In 2019, Hong Kong’s Securities and Futures Commission (SFC) launched a regulatory framework for the crypto sector. The framework was targeted at crypto trading platforms that supported trading in digital assets that were officially classified as securities or futures. The law passed was in contrast to other financial centers in Asia that have well-defined licensing regimes for crypto exchanges.
Proposed Regulatory Changes
After a year of operating under the new regime, Hong Kong’s regulators have reconsidered their stance on the regulation of crypto exchanges. According to the chief executive of the SFC, Ashley Alder, the current regime comes with major limitations.
If a platform does not support trading in digital assets that are classified as securities, it can choose not to seek a license from the SFC. Consequently, it means that if a platform was determined to stay off the radar, it could do so by ensuring it does not support trading in digital assets classified as securities.
Under the proposed anti-money laundering legislation, all crypto exchanges operating in Hong Kong will have to apply for an SFC license. There are dozens of crypto exchanges operating in Hong Kong, including some of the biggest in the crypto market. However, many have not applied for an SFC license.
Thus far, the SFC has not licensed any crypto exchange in Hong Kong under the existing regulatory regime. However, they have agreed in principle to license OSL Digital Securities, a crypto firm under the BC Group, which is backed by Fidelity.
First Digital Asset COO Comments On The Development
Shortly after the Hong Kong Securities and Futures Commission released their proposal, professionals in the digital asset space were quick to comment on the developments. Visionary Financial had a chance to speak to Gunnar Jaerv, The COO of First Digital Trust. The company operates in Hong Kong and is an industry-leading provider of digital asset custody services.
In October 2020, the company announced the launch of a $3 million funding round. The goal of the funding round was to help them achieve their goal of bringing trust into the digital asset space. With the funds they raised, they plan to introduce the most secure compliance infrastructure for digital assets and fiat. By doing so, they will resolve the issue of weak or non-existent AML and KYC protocols on crypto exchanges.
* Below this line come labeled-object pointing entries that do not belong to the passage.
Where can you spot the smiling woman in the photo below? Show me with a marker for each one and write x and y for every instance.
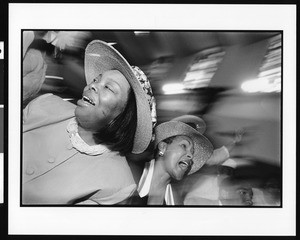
(180, 150)
(74, 154)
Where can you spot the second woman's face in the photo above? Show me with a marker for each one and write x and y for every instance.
(178, 157)
(102, 100)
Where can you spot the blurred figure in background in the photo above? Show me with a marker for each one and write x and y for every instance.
(34, 68)
(180, 150)
(53, 62)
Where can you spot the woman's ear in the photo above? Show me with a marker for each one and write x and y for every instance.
(162, 146)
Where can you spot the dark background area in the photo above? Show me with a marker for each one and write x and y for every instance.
(1, 82)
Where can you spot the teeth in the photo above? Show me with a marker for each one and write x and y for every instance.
(183, 162)
(88, 100)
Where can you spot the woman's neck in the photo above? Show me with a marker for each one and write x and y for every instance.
(159, 182)
(86, 135)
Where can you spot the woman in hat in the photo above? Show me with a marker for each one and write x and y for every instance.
(75, 153)
(180, 150)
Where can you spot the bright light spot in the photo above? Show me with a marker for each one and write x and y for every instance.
(266, 85)
(141, 33)
(173, 88)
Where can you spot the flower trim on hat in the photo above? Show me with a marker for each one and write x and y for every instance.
(145, 83)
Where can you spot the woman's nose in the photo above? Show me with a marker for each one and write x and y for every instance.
(190, 152)
(93, 87)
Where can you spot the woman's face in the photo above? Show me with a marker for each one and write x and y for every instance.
(178, 157)
(102, 100)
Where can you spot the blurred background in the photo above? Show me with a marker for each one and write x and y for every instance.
(230, 79)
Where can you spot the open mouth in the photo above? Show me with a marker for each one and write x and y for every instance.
(88, 100)
(184, 164)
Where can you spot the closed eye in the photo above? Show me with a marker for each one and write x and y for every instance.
(109, 88)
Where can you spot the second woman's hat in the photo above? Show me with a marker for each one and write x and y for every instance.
(203, 148)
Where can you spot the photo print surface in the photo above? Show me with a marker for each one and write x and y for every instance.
(221, 82)
(193, 81)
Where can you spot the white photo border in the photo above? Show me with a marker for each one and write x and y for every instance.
(153, 221)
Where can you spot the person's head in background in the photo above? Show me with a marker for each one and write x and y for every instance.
(272, 191)
(236, 192)
(180, 149)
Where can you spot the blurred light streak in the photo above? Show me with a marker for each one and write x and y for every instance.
(173, 88)
(265, 85)
(54, 77)
(141, 33)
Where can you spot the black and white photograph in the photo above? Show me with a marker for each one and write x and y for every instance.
(190, 141)
(150, 118)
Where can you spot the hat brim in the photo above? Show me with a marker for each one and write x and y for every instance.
(203, 148)
(101, 57)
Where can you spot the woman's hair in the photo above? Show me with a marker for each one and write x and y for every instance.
(119, 134)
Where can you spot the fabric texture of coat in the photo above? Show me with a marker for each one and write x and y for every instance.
(54, 172)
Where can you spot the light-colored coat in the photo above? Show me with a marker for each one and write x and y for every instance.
(54, 172)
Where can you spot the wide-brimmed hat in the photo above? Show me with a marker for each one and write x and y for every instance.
(203, 148)
(101, 57)
(195, 121)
According To The First Digital Trust COO:
“While we welcome with open arms the new consultation to bring virtual assets (VAs) that are not securities within the regulatory remit of Hong Kong’s securities regulator, there are certain elements of the FTSB proposal that could be strengthened in order for it to translate into the digital world.
As a start, clearer definitions around what trading platforms are covered would avoid confusion amongst financial service providers. It would also be interesting to know how regulators are planning to cope with the continuing revolution in crypto and DeFi concepts.”
Jaerv also added that:
“Re-thinking assumptions about Anti-Money Laundering (AML) that were made 30 years ago by FATF, and are still current today will also avoid disputes between business developers and Money Laundering Reporting Officers (MLROs).
The current proposal is a good start, but it can be improved if it demands greater transparency from all financial providers to issue responsible verification systems. Companies need sufficient technology in order to comply with AML regulations, which is why technology built around transaction infrastructure must be made a priority in order to properly protect users’ assets from fraud and theft.”
Hong Kong seems genuinely interested in providing supportive regulation for the crypto sector while mitigating any risks and threats. They have created an avenue for dialogue and industry leaders in the crypto sector will have an opportunity to submit proposals on how to regulate the sector.”